Conquistata dall'esempio di Francesco, la giovane Chiara,
della nobile e ricca famiglia degli Offreducci, sette anni dopo lo raggiunse
alla Porziuncola. Fondò l'Ordine femminile
delle Povere recluse di San Damiano (chiamate in seguito Clarisse),
di cui fu nominata badessa e per le quali Francesco dettò
una prima Regola. Chiara, successivamente, scrisse la Regola definitiva,
chiedendo ed ottenendo da Gregorio IX il «privilegio della
povertà».
Erede dello spirito francescano, si preoccupò di diffonderlo, distinguendosi
per il culto verso il SS. Sacramento, che salvò il loro Monastero
dai Saraceni.
Assisiate è anche Sant’Agnese, sorella minore
di Santa Chiara. Aveva appena quindici anni quando, nel
1212, a pochi giorni dall'apertura, bussò alla porta del Convento
di San Damiano, che Francesco aveva designato
come casa del Secondo Ordine. La leggenda narra dello scalpore
suscitato ad Assisi dalla scelta delle due sorelle. La
stessa famiglia inizialmente si oppose. Ma poi finì che anche una
terza sorella, Beatrice, e la stessa madre, Ortolana,
seguirono Chiara.
Troppo forte era, dunque, il fascino del rinnovamento spirituale che da
Assisi stava iniziando a diffondersi al mondo.
E proprio Agnese fu scelta, nel 1219, dalla sorella Chiara
per andare a fondare il secondo Monastero delle Clarisse, quello di Monticelli
a Firenze. Qui visse in estrema povertà fino al 1253, quando ormai
malata, per suo desiderio venne ricondotta a San Damiano,
dove morì. Chiara si era spenta appena tre mesi
prima.
Dopo aver visitato il Santuario di San Damiano, giungeremo
nella Basilica di Santa Chiara. La visita di questo sacro
luogo, che custodisce il corpo della cosiddetta "pianticella"

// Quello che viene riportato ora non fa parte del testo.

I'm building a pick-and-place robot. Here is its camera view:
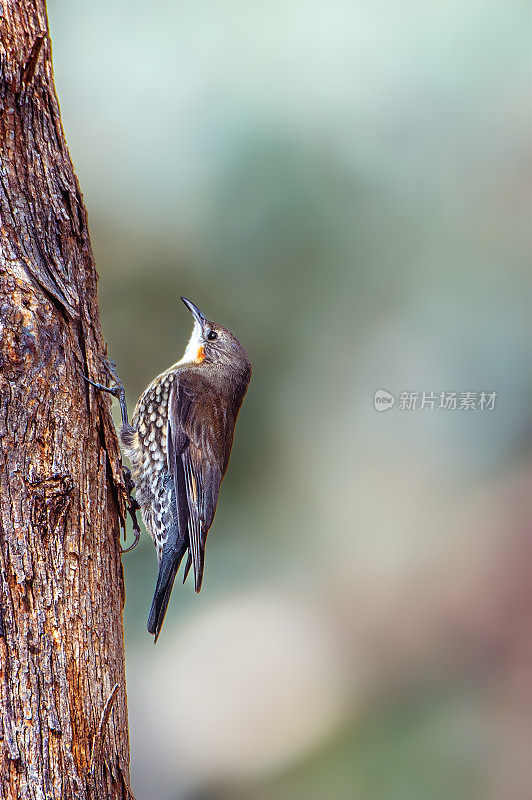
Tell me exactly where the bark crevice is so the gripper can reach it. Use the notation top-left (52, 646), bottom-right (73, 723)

di Francesco, non ha bisogno di molti commenti; la
sua visione induce immediatamente alla contemplazione.
Lasciata la Basilica di Santa Chiara, passando dinanzi
alla piazza del Vescovado (luogo che vide la “spogliazione”
di San Francesco), raggiungeremo la Chiesa Nuova
e l’Oratorio di San Francesco Piccolino
(in una piazzetta vicinissima alla Piazza del Comune);
i due sacri luoghi ricordano l'infanzia e l'adolescenza di Francesco;
nel primo la tradizione lo vuole nato, il secondo è indicato quale
dimora di Pietro di Bernardone.
Dalla Chiesa Nuova, riprenderemo la salita fino alla
romanica Cattedrale di San Rufino, nel cui interno, tra
l'altro, si osserva il fonte battesimale in cui divennero "figli
di Dio"Francesco e, più tardi, Chiara.
Lasciata la Cattedrale, dopo aver individuato la vicina
presunta abitazione di Santa Chiara, passeremo nell’incantevole
Piazza del Comune, sulla quale si affaccia il Tempio
di Minerva (oggi chiesa di Santa Maria sopra Minerva),
«miracolo di antica venustà», sottolineò
il poeta tedesco Goethe, affascinato dalla bellezza del monumento.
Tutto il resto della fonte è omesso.